Some isso à crescente complexidade do Universo que a ciência nos revela e, como vemos no início do conto de Cthulhu do Lovecraft:

…um dia, a reunião de conhecimentos desconexos nos revelarão visões tão terríveis da realidade que nós enlouqueceríamos ou fugiríamos da luz mortal para a paz e segurança de uma nova era das trevas.

Versão livre feita por mim no post A prisão invisível.

Aí está o que começou com o ridículo terraplanismo, que foi se desdobrando junto com uma infinidade de teorias da conspiração que, desconfio, tem muito a ver com a negação patológica da realidade e, portanto, da ciência que é nossa melhor ferramenta para estudar o real.

Não termina aí esse enorme móbile, podemos acrescentar quem desfrutava da sensação de poder como os militares no Brasil que, há motivos para desconfiar, alimentaram e apoiaram o caos que culminou na vandalização terrorista dos prédios dos três poderes, proprietários de latifúndios, capitães do mato detentores de “pequeno poder“.

Esse post não tem a menor pretensão de ser uma lista completa. O ponto é outro.

E daí?

Sim, e daí que o problema é complexo?

Bem “e daí” que que a mesma complexidade se aplica a nós, as pessoas que tentam entender e agir para preservar nossa sociedade e democracia: temos dificuldade em ver todo o móbile e elegemos algumas partes dele para explicar o fenômeno.
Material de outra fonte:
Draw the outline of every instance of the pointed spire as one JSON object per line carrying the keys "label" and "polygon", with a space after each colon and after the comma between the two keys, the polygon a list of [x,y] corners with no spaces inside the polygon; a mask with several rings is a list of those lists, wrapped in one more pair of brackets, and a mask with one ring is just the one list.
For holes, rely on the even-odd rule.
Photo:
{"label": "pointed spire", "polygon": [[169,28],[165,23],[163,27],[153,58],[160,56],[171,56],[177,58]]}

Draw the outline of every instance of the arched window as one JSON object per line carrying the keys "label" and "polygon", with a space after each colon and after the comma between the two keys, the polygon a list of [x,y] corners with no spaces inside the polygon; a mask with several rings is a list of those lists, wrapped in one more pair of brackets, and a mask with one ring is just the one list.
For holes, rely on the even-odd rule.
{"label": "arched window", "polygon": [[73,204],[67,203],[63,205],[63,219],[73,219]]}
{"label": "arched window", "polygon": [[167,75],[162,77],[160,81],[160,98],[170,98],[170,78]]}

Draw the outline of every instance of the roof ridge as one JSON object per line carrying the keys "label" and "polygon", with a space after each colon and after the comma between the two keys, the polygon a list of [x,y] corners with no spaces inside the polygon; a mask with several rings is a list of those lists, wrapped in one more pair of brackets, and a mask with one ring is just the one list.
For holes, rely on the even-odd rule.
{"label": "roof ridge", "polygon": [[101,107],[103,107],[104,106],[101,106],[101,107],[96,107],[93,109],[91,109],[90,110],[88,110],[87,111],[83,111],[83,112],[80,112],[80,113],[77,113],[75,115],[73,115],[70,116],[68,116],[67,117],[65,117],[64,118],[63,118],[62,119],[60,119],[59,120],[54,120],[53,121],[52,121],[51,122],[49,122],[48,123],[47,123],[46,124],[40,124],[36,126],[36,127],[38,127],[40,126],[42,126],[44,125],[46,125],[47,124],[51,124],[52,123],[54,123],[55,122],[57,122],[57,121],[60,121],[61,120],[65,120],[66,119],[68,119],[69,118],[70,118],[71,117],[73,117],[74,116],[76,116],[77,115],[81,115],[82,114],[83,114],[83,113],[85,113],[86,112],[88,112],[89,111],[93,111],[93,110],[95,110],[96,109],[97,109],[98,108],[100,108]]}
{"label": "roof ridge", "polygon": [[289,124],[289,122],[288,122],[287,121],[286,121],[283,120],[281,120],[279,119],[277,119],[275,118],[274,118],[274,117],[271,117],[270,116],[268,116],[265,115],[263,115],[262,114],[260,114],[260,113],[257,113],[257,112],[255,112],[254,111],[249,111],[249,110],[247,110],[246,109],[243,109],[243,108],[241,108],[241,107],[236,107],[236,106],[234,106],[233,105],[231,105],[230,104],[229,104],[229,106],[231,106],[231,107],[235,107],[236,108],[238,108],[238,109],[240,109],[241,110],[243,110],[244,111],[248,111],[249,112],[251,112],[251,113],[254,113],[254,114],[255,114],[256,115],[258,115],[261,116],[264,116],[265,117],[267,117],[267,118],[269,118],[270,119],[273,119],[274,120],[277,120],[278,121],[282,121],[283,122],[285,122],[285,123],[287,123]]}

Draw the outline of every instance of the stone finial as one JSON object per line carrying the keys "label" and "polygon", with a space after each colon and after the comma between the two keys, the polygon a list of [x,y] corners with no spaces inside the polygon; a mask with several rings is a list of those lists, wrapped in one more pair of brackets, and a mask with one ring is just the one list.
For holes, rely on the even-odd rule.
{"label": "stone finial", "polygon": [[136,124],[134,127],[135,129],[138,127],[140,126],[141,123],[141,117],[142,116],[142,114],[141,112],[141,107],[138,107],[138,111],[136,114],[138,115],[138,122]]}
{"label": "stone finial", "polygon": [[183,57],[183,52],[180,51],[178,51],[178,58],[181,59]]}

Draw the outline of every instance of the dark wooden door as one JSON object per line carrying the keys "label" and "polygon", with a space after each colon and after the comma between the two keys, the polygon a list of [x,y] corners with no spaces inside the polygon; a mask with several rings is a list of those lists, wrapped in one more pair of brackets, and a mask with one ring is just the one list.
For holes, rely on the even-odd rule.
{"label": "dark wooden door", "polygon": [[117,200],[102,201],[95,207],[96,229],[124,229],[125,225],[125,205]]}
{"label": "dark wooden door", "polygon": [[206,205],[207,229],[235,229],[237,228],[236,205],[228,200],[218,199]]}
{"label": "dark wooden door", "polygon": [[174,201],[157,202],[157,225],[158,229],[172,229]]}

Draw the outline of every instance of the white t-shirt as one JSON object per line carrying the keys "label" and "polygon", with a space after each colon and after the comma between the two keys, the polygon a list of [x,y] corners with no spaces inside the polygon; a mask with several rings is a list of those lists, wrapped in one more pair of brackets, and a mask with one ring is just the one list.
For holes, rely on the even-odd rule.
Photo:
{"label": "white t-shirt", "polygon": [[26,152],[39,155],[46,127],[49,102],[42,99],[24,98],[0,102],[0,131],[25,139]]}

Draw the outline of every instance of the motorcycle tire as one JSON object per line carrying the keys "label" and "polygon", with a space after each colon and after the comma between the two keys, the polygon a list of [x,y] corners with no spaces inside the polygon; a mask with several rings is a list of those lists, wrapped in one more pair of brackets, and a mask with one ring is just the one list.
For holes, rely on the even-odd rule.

Ainda hoje vi um analista explicando o suposto avanço meteórico da extrema direita no Brasil (não estou convencido de que foi pior aqui do que em outros países) atribuindo-o à influência da rádio Jovem Pan, o que acho muito questionável.

E daí que, se quisermos curar nossa sociedade, não podemos ser superficiais como os que foram descolados da realidade a ponto de protagonizar os atentados de 8 de janeiro; e eles sequer são o maior problema e sim os 38% que após os atos ainda os achavam plena ou parcialmente justificáveis.

E esse é o momento para invocar aqui o último livro escrito por Umberto Eco: Número Zero.

Estamos diante de quase 40% de brasileiros, cerca 80 milhões de pessoas, vulneráveis a campanhas de terrorismo informacional digital (pós verdade, fakenews, guerra híbrida etc).

É muita gente.

Antes que alguém se desespere achando que todas elas serão influenciadas em direção a um mesmo objetivo, que seja eleger esse ou aquele bobo da corte (gosto mais da imagem do Zaphod Beeblebrox), acho isso praticamente impossível e os fatos corroboram isso, afinal vimos apenas alguns milhares em Brasília e muitos foram comprados para participar.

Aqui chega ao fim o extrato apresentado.